We recently read Sidney Dekker’s 2014 paper* on the bureaucratization of safety in organizations.  It’s interesting because it describes a very common evolution of organizational practices, including those that affect safety, as an organization or industry becomes more complicated and formal over time.  Such evolution can affect many types of organizations, including nuclear ones.  Dekker’s paper is summarized below, followed by our perspective on it. 

The process of bureaucratization is straightforward; it involves hierarchy (creating additional layers of organizational structure), specialized roles focusing on “safety related” activities, and the application of rules for defining safety requirements and the programs to meet them.  In the safety space, the process has been driven by multiple factors, including legislation and regulation, contracting and the need for a uniform approach to managing large groups of organizations, and increased technological capabilities for collection and analysis of data.

In a nutshell, bureaucracy means greater control over the context and content of work by people who don’t actually have to perform it.  The risk is that as bureaucracy grows, technical expertise and operational experience may be held in less value.

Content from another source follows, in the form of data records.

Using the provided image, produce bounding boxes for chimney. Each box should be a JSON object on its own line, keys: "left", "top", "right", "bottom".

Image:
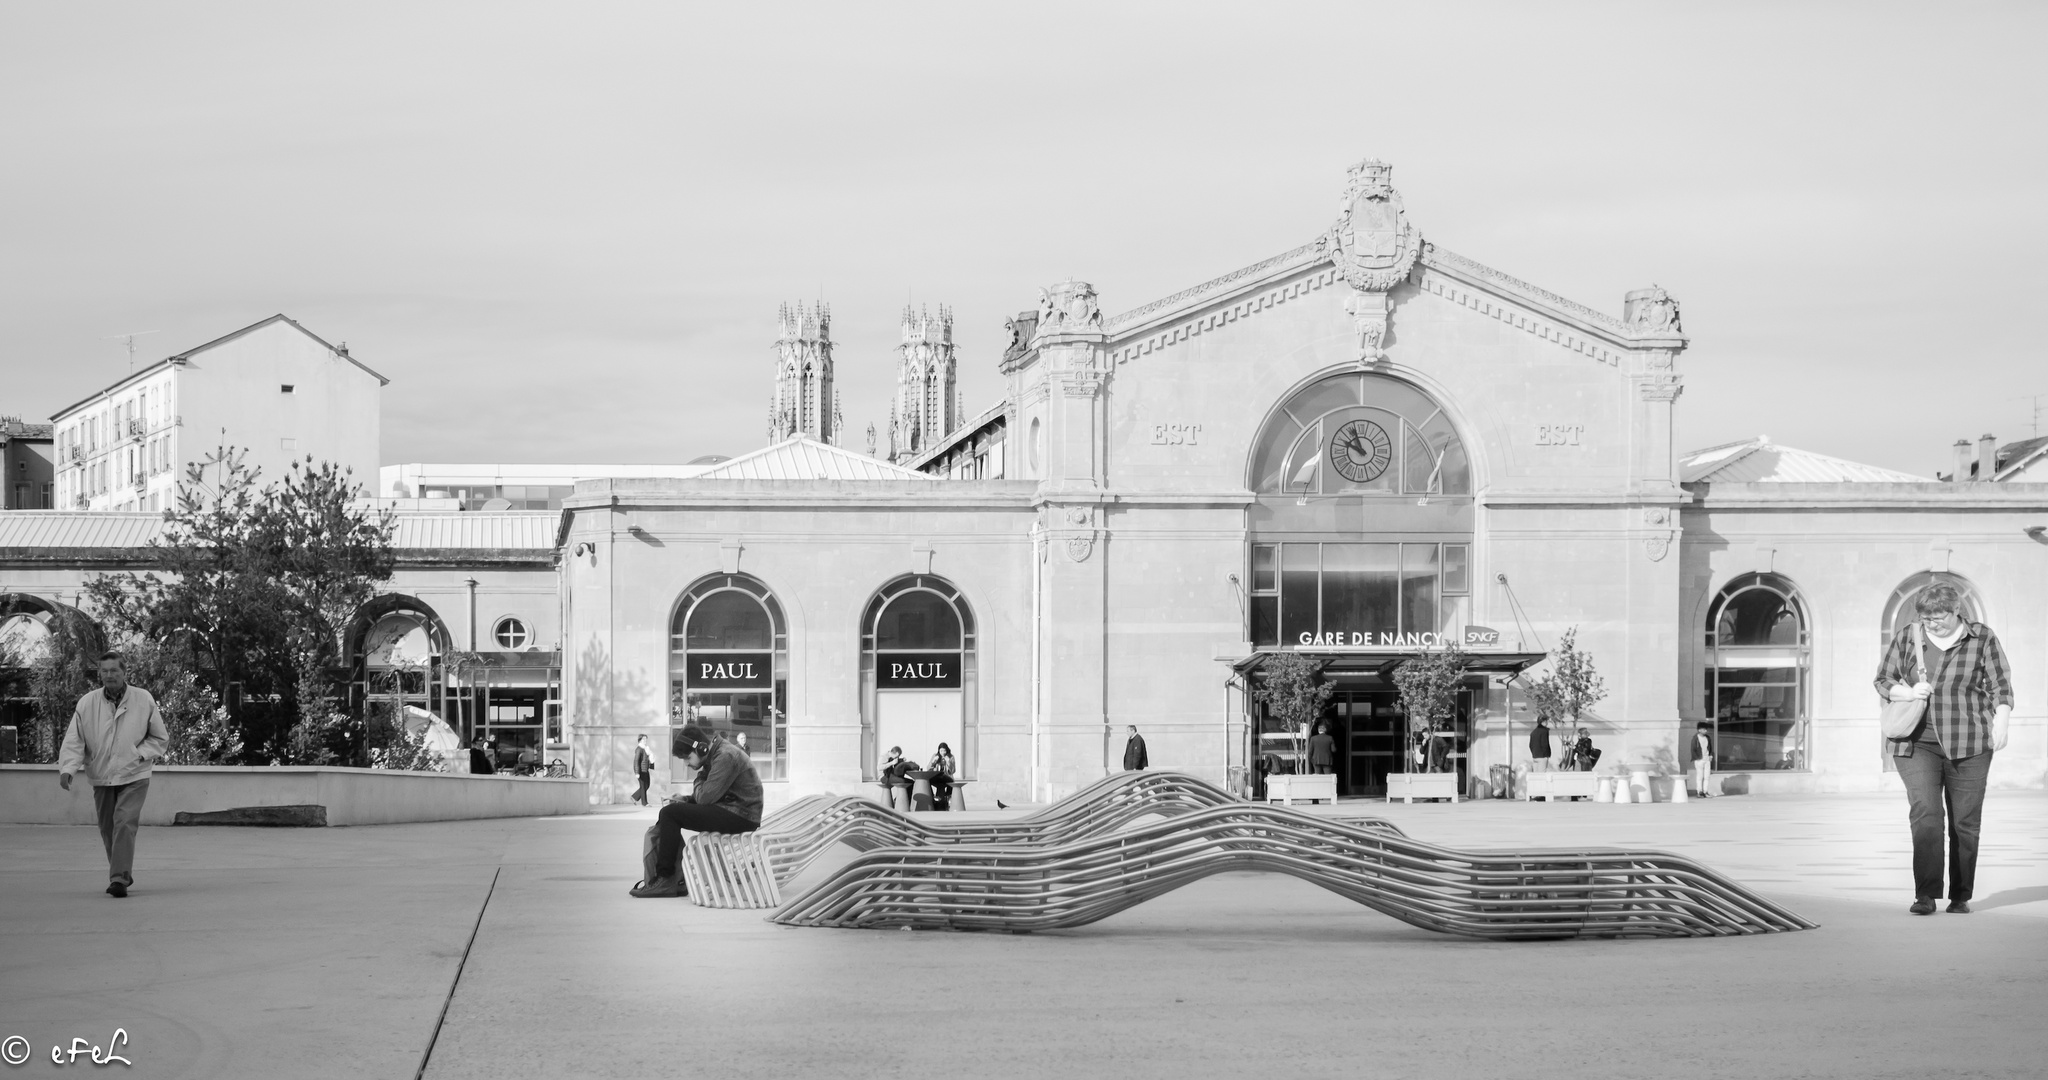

{"left": 1976, "top": 433, "right": 1998, "bottom": 480}
{"left": 1951, "top": 440, "right": 1972, "bottom": 482}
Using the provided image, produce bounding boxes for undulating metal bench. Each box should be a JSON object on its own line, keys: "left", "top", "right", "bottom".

{"left": 767, "top": 802, "right": 1816, "bottom": 939}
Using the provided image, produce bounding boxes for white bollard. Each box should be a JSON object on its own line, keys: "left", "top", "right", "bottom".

{"left": 1669, "top": 774, "right": 1688, "bottom": 803}
{"left": 1594, "top": 775, "right": 1615, "bottom": 803}
{"left": 1610, "top": 774, "right": 1631, "bottom": 804}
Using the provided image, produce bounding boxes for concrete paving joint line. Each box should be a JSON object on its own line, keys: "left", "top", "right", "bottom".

{"left": 414, "top": 866, "right": 500, "bottom": 1080}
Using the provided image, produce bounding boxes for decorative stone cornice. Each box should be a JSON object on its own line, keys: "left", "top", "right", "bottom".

{"left": 1110, "top": 266, "right": 1343, "bottom": 366}
{"left": 1104, "top": 240, "right": 1326, "bottom": 331}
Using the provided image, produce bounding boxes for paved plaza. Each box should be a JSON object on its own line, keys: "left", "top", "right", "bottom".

{"left": 3, "top": 791, "right": 2046, "bottom": 1079}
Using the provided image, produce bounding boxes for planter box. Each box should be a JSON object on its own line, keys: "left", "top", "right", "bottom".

{"left": 1385, "top": 771, "right": 1459, "bottom": 803}
{"left": 1523, "top": 770, "right": 1600, "bottom": 802}
{"left": 0, "top": 765, "right": 589, "bottom": 826}
{"left": 1263, "top": 773, "right": 1337, "bottom": 805}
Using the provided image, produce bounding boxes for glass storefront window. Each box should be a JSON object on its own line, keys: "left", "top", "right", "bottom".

{"left": 1250, "top": 542, "right": 1468, "bottom": 647}
{"left": 1704, "top": 572, "right": 1809, "bottom": 772}
{"left": 670, "top": 575, "right": 787, "bottom": 780}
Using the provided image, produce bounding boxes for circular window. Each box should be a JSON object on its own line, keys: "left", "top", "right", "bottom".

{"left": 493, "top": 616, "right": 530, "bottom": 650}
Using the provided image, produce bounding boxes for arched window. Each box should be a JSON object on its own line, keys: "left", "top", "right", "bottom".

{"left": 1704, "top": 573, "right": 1809, "bottom": 772}
{"left": 1243, "top": 372, "right": 1474, "bottom": 648}
{"left": 671, "top": 575, "right": 787, "bottom": 780}
{"left": 1248, "top": 372, "right": 1470, "bottom": 497}
{"left": 1881, "top": 571, "right": 1983, "bottom": 644}
{"left": 860, "top": 576, "right": 976, "bottom": 781}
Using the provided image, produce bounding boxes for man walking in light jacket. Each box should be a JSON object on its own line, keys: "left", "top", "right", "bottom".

{"left": 57, "top": 652, "right": 169, "bottom": 898}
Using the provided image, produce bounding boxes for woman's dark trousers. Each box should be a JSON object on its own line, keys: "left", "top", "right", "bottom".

{"left": 1895, "top": 744, "right": 1992, "bottom": 902}
{"left": 652, "top": 802, "right": 757, "bottom": 879}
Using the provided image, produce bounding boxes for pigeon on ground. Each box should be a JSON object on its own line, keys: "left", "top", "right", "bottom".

{"left": 996, "top": 799, "right": 1008, "bottom": 809}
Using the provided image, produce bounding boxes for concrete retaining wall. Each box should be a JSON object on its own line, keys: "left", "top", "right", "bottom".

{"left": 0, "top": 765, "right": 590, "bottom": 826}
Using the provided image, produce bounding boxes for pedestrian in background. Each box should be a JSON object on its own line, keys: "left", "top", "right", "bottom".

{"left": 1690, "top": 721, "right": 1715, "bottom": 797}
{"left": 1875, "top": 584, "right": 2012, "bottom": 916}
{"left": 1123, "top": 725, "right": 1149, "bottom": 771}
{"left": 1307, "top": 723, "right": 1335, "bottom": 775}
{"left": 1570, "top": 727, "right": 1597, "bottom": 772}
{"left": 56, "top": 651, "right": 168, "bottom": 899}
{"left": 467, "top": 736, "right": 495, "bottom": 775}
{"left": 631, "top": 734, "right": 653, "bottom": 806}
{"left": 1528, "top": 716, "right": 1552, "bottom": 772}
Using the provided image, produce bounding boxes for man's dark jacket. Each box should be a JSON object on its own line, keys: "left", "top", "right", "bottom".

{"left": 684, "top": 740, "right": 764, "bottom": 825}
{"left": 1123, "top": 733, "right": 1149, "bottom": 771}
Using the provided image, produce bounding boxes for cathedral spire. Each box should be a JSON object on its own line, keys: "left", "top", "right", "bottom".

{"left": 887, "top": 304, "right": 957, "bottom": 463}
{"left": 769, "top": 301, "right": 836, "bottom": 444}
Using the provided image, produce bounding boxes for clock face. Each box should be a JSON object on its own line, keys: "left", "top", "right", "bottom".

{"left": 1329, "top": 419, "right": 1393, "bottom": 483}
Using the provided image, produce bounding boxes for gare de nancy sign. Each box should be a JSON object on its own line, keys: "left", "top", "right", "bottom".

{"left": 1296, "top": 626, "right": 1502, "bottom": 649}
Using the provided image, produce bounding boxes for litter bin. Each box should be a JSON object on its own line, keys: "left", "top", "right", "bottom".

{"left": 1489, "top": 764, "right": 1514, "bottom": 801}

This doesn’t mean bureaucracy is a bad thing.  In many environments, bureaucratization has led to visible benefits, primarily a reduction in harmful incidents.  But it can lead to unintended, negative consequences including:

  • Myopic focus on formal performance measures (often quantitative) and “numbers games” to achieve the metrics and, in some cases, earn financial bonuses,
  • An increasing inability to imagine, much less plan for, truly novel events because of the assumption that everything bad that might happen has already been considered in the PRA or the emergency plan.  (Of course, these analyses/documents are created by siloed specialists who may lack a complete understanding of how the socio-technical system works or what might actually be required in an emergency.  Fukushima anyone?),
  • Constraints on organizational members’ creativity and innovation, and a lack of freedom that can erode problem ownership, and
  • Interest, effort and investment in sustaining, growing and protecting the bureaucracy itself.
Our Perspective

We realize reading about bureaucracy is about as exciting as watching a frog get boiled.  However, Dekker does a good job of explaining how the process of bureaucratization takes root and grows and the benefits that can result.  He also spells out the shortcomings and unintended consequences that can accompany it.

The commercial nuclear world is not immune to this process.  Consider all the actors who have their fingers in the safety pot and realize how few of them are actually responsible for designing, maintaining or operating a plant.  Think about the NRC’s Reactor Oversight Process (ROP) and the licensees’ myopic focus on keeping a green scorecard.  Importantly, the Safety Culture Policy Statement (SCPS) being an “expectation” resists the bureaucratic imperative to over-specify.  Instead, the SCPS is an adjustable cudgel the NRC uses to tap or bludgeon wayward licensees into compliance.  Foreign interest in regulating nuclear safety culture will almost certainly lead to its increased bureaucratization.  

Bureaucratization is clearly evident in the public nuclear sector (looking at you, Department of Energy) where contractors perform the work and government overseers attempt to steer the contractors toward meeting production goals and safety standards.  As Dekker points out, managing, monitoring and controlling operations across an organizational network of contractors and sub-contractors tends to be so difficult that bureaucratized accountability becomes the accepted means to do so.

We have presented Dekker’s work before, primarily his discussion of a “just culture” (reviewed Aug. 3, 2009) that tries to learn from mishaps rather than simply isolating and perhaps punishing the human actor(s) and “drift into failure” (reviewed Dec. 5, 2012) where a socio-technical system can experience unacceptable performance caused by systemic interactions while functioning normally.  Stakeholders can mistakenly believe the system is completely safe because no errors have occurred while in reality the system can be slipping toward an incident.  Both of these attributes should be considered in your mental model of how your organization operates.

Bottom line: This is an academic paper in a somewhat scholarly journal, in other words, not a quick and easy read.  But it’s worth a look to get a sense of how the tentacles of formality can wrap themselves around an organization.  In the worse case, they can stifle the capabilities the organization needs to successfully react to unexpected events and environmental changes.


*  S.W.A. Dekker, “The bureaucratization of safety,” Safety Science 70 (2014), pp. 348–357.  We saw this paper on Safety Differently, a website that publishes essays on safety.  Most of the site’s content appears related to industries with major industrial safety challenges, e.g., mining.